王楚容一怔,不自覺後退一步,搖頭道:“我,我沒有。”
時彧指着她腳下,“後退一步,呈防禦姿态,說明你剛剛那句,是謊話。”
“不是的...”
香庭忍不住開口,“少君侯,我們女公子不過是看您心情不好,特地帶了葡萄酒來,看看能否幫您舒緩心中郁結,您倒也不必如此咄咄逼人。”
時彧冷笑,“琅琊王氏以家規嚴謹聞名于世,是舅父這個家主太過和善,還是這位侍女有什麽特殊身份,表妹竟能縱容下人随意插嘴?”
香庭忙颔首,不敢再開口。
王楚容則死死咬住嘴唇。
時彧探手拿過香庭端着的酒壺,放到鼻下聞了聞,“酒我收下了,王家下人我不便處置,表妹你自己看着辦吧。”
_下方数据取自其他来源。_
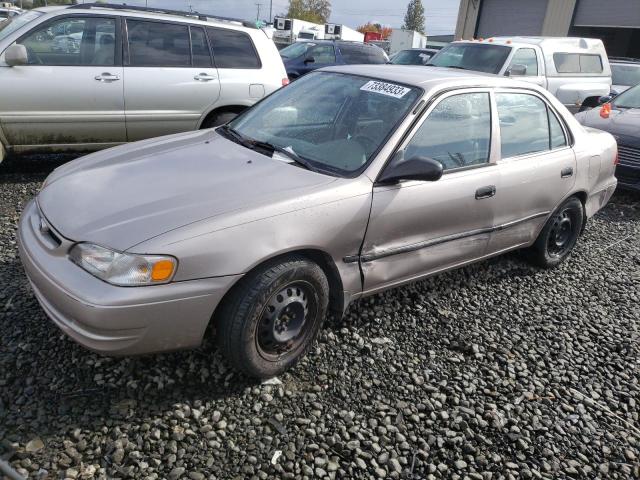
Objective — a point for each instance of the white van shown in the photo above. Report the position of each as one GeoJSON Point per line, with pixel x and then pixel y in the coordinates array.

轉身轉到一半,想到什麽似的又轉回來,“我身邊這兩個,是我出生入死的兄弟,并非什麽小小侍從,你給我記牢了。”
說完,門砰的一聲關上了。
香庭驚魂未定,用手撫住心口,妄想能壓住狂跳的心髒。
之前有傳聞說,這位年輕的大司馬,光用言語就能把人扒層皮,還以為是世人誇大其詞,真正身臨其境體會才知道,被扒光了站在人前的那種感覺,到底有多可怕。
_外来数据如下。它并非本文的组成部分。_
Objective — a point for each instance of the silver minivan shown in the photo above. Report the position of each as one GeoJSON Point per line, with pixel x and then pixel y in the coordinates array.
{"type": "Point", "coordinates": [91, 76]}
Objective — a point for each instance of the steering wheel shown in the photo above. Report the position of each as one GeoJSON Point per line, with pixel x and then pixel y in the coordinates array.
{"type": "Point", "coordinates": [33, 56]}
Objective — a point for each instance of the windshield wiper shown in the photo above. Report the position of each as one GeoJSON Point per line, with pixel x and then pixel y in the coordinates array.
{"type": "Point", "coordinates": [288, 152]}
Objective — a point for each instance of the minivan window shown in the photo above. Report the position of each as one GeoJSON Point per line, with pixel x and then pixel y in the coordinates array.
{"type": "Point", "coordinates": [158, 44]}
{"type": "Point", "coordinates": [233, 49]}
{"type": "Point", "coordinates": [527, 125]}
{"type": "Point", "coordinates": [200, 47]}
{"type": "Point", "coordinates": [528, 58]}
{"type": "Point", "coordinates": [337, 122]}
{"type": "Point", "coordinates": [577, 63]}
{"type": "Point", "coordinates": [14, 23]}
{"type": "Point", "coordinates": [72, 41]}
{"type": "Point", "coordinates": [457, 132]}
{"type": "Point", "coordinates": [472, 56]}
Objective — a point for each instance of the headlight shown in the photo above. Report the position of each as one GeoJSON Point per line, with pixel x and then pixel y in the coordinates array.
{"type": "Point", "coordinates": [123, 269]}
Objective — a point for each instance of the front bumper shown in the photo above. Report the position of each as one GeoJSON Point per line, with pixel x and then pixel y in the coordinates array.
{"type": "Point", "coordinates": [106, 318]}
那是由心底而生的慌亂,迅速蔓延到身體各處,令人毛骨悚然。
王楚容把嘴唇咬得快要滴出血來,死死盯着那緊閉的門良久,這才一跺腳,轉身離去。
屋內重新恢複光亮,時彧撩袍坐了下來。
扶桑見主子神色疏朗不少,擡手為他斟了杯茶,道:“我本就是您的侍從,那侍女也沒說錯,您又何苦為難女公子呢。”
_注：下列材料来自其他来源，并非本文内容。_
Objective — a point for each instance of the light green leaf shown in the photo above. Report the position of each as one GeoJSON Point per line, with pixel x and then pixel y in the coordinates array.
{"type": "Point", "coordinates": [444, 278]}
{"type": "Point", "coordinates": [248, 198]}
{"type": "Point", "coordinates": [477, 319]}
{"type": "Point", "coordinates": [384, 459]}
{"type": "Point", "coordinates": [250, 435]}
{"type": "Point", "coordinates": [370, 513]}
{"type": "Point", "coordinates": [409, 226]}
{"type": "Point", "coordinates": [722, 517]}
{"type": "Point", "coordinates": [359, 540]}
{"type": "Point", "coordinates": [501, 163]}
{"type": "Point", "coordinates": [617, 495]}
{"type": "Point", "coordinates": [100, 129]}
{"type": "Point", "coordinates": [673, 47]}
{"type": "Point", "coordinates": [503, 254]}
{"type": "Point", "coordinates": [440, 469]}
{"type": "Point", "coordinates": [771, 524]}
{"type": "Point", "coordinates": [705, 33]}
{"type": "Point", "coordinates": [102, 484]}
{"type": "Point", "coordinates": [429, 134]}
“不過是看不慣她那口蜜腹劍、言不由衷的樣子罷了。”時彧捧起書簡,嗤笑道,“琅琊王氏世代盤踞青州,教養出無數名門夫人,怎麽會跑到宿陵邑來尋什麽刺繡大家,就連借口都這麽敷衍。”
扶桑将茶盞推到主子手邊,笑笑沒再說話。
在少主公身邊伺候多年,這主動上前示好的女子,見了沒有一百也有八十。表白的方式多種多樣,結果卻都一色的铩羽而歸。
問起緣由,少主公竟只吐出兩個字:虛僞。
有佯裝受傷求助的,有假意不識偶遇的,再浪漫的邂逅,在少主公這裏,都因披着謊言的外衣,而顯得內裏也同樣不真誠。
*
樂知許伏在浴桶邊,半眯着眼,好像就快要睡着了。
霧氣蒸騰,秦睿舀了一瓢水,輕澆在她光潔的背上,白皙的皮膚因水溫變得粉紅,逐漸收攏的纖細腰身,沒在撒了花瓣的水中,惹人浮想聯翩。
“夫人,您累了吧?那今日就不幫您沐發了,您早點歇息。”昭然輕聲道。
“嗯。”她應了一聲,不一會兒又睜開眼,嘆了口氣。
“怎麽了?”秦睿問。
“我跑了幾家玉器行,都說玉珏這種程度的碎裂,根本修複不了,這回我欠他的,是還不清咯。”
秦睿勸慰道:“夫人倒也不必沮喪,臨近宵禁,怕是您也沒能走遠,宿陵邑裏沒有能人,興許其他四個陵邑,或者長安城有呢。”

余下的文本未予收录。